The other patients appear healthy.
The
urine and semen should be examined repeatedly for tubercle bacilli in all
patients with chronic epididymo-orchitis. An intravenous urogram and a chest
X-ray should be performed.
Treatment.
When the
epididymitis is secondary, it
may resolve when
the primary tuberculous focus is treated.
Treatment
with antituberculous drugs is less effective in genital tuberculosis than in
urinary tuberculosis. If resolution does not occur within 2 months,
epididymectomy or orchidectomy is advisable. A full course of antiruberculous
chemotherapy should be completed even if there is no evidence of disease
elsewhere.
Chronic
nontuberculous epididymitis usually follows the failure of an acute attack to
resolve fully. The condition is difficult to distinguish from tuberculosis but
the swelling may be larger and smoother. It is essential to exclude urethral
stricture causing reflux of urine down the vas. If alternative granulomatous
conditions such as sarcoidosis have been eliminated, chronic epididymitis should
be treated with antibiotics. Epididymectomy or orchidectomy should be considered
if there is no resolution after 4—6 weeks of conservative treatment.
Orchitis.
Syphilitic orchitis affects the body of the testis and is now uncommon.

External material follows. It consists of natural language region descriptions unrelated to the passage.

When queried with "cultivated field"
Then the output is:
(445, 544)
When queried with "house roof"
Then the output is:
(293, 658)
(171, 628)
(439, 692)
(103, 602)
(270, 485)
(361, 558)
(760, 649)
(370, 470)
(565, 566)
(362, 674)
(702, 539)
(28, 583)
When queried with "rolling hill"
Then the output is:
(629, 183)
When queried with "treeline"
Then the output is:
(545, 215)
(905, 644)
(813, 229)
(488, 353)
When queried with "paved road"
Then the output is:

There are three varieties:
•
bilateral orchitis is
a feature of congenital syphilis;
•
interstitial fibrosis causes
painless destruction of the testis;
•
gumma of the testis presents as a unilateral painless
swelling of the testis which grows slowly. It feels hard and heavy and is very
difficult to distinguish from a neoplasm without surgical exploration.
Leprous
orchitis causes
testicular atrophy in over 25 per cent of male lepers.